Two previous reviews1,2 were discouraging about the potential for preventing eating disorders. Austin’s review concluded that only four of 20 interventions showed any positive behaviour change; seven found improvements in attitudes or concerns about weight and shape; whereas four showed worsening of symptoms post-intervention.1 In contrast, Pratt and Woolfenden included 13 trials, and found insufficient evidence to conclude prevention or harm from any prevention programme.2
This review by Stice and Shaw used broader inclusion criteria and more recent studies. It is encouraging to note that small to moderate effect sizes were found. The studies are most frequently from the US, but also include those from Canada, Australia, Israel, UK, Switzerland, and Italy, making the results geographically generalisable; yet evidence of impact with ethnic diversity has not yet been adequately assessed.

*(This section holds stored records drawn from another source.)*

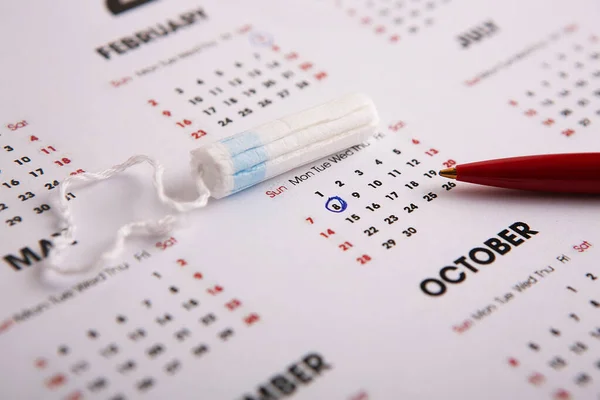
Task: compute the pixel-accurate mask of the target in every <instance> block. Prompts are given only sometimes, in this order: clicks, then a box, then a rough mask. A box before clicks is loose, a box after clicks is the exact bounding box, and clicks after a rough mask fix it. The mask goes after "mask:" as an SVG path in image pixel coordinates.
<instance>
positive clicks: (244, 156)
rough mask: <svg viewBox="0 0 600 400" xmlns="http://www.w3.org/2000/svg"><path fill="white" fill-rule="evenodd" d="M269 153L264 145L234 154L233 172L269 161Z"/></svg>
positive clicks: (235, 172) (238, 170)
mask: <svg viewBox="0 0 600 400" xmlns="http://www.w3.org/2000/svg"><path fill="white" fill-rule="evenodd" d="M267 158H268V155H267V151H266V150H265V147H264V146H260V147H255V148H253V149H250V150H246V151H244V152H243V153H240V154H238V155H236V156H233V158H232V161H233V173H234V174H235V173H237V172H239V171H243V170H245V169H248V168H251V167H253V166H255V165H258V164H260V163H263V162H265V161H267Z"/></svg>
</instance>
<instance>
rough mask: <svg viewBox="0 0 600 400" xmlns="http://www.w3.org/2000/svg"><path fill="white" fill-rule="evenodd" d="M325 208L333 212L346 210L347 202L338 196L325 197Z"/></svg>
mask: <svg viewBox="0 0 600 400" xmlns="http://www.w3.org/2000/svg"><path fill="white" fill-rule="evenodd" d="M325 208H326V209H327V210H328V211H331V212H334V213H341V212H344V211H346V208H348V203H346V201H345V200H344V199H342V198H341V197H340V196H333V197H330V198H328V199H327V203H325Z"/></svg>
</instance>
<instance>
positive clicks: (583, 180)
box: [456, 153, 600, 194]
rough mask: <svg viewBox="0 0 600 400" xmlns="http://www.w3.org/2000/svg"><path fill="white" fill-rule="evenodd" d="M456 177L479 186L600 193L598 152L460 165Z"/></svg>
mask: <svg viewBox="0 0 600 400" xmlns="http://www.w3.org/2000/svg"><path fill="white" fill-rule="evenodd" d="M456 174H457V177H456V179H457V180H459V181H463V182H470V183H476V184H479V185H487V186H496V187H501V188H509V189H521V190H535V191H544V192H558V193H596V194H600V153H574V154H547V155H539V156H526V157H513V158H504V159H499V160H491V161H480V162H475V163H469V164H462V165H459V166H457V167H456Z"/></svg>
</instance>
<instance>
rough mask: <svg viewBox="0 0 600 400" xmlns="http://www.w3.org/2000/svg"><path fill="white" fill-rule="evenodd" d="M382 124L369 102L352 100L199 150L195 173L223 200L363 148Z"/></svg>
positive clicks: (198, 183) (262, 128)
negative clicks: (356, 144) (248, 187)
mask: <svg viewBox="0 0 600 400" xmlns="http://www.w3.org/2000/svg"><path fill="white" fill-rule="evenodd" d="M378 123H379V117H378V115H377V109H376V108H375V105H374V104H373V101H372V100H371V99H370V98H369V97H367V96H365V95H363V94H350V95H346V96H344V97H341V98H339V99H336V100H334V101H331V102H329V103H325V104H322V105H320V106H316V107H313V108H310V109H308V110H305V111H301V112H299V113H296V114H292V115H289V116H287V117H284V118H281V119H277V120H275V121H271V122H268V123H266V124H264V125H261V126H258V127H256V128H254V129H252V130H249V131H244V132H241V133H238V134H236V135H233V136H231V137H229V138H226V139H223V140H220V141H218V142H215V143H212V144H210V145H207V146H204V147H200V148H198V149H195V150H193V151H192V153H191V164H192V173H193V174H194V176H195V178H196V181H197V182H198V184H199V185H206V187H208V189H209V190H210V193H211V196H212V197H214V198H217V199H220V198H222V197H225V196H228V195H230V194H233V193H236V192H239V191H240V190H243V189H246V188H248V187H250V186H253V185H256V184H257V183H260V182H262V181H264V180H266V179H269V178H272V177H274V176H277V175H280V174H282V173H284V172H287V171H289V170H291V169H293V168H296V167H299V166H302V165H304V164H308V163H310V162H313V161H315V160H318V159H320V158H323V157H326V156H328V155H331V154H333V153H335V152H336V151H340V150H344V149H347V148H348V147H351V146H354V145H356V144H358V143H361V142H363V141H365V140H366V139H367V138H368V137H370V136H371V135H373V134H374V133H375V129H376V128H377V124H378Z"/></svg>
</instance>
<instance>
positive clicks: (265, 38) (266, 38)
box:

In addition to providing an update, the value of this review is in the analyses of the factors associated with larger effects. Although the direct tests of the moderator variables identified in the meta-analyses will provide areas for further research, there are many encouraging findings with implications for clinical and community work. The analyses lend support to interventions with high risk individuals, particularly with targeted programmes for females over 15 years of age. Cognitive and behavioural interventions should be pursued in both clinical and school based interventions. As expected, multiple sessions were found to be more effective than single, yet those in the range of 4–5 sessions showed a positive impact. This means that the less targeted, more population based interventions to girls in schools have the potential to change attitudes and behaviours without making the interventions so intensive they would not fit into the time or resources of the school system. This review has significantly added to our knowledge regarding eating disorder preventive interventions.
For correspondence: Eric Stice, Department of Psychology, University of Texas, Austin, Texas, USA, 78712;
Sources of funding: This study was funded by the National Institutes of Health.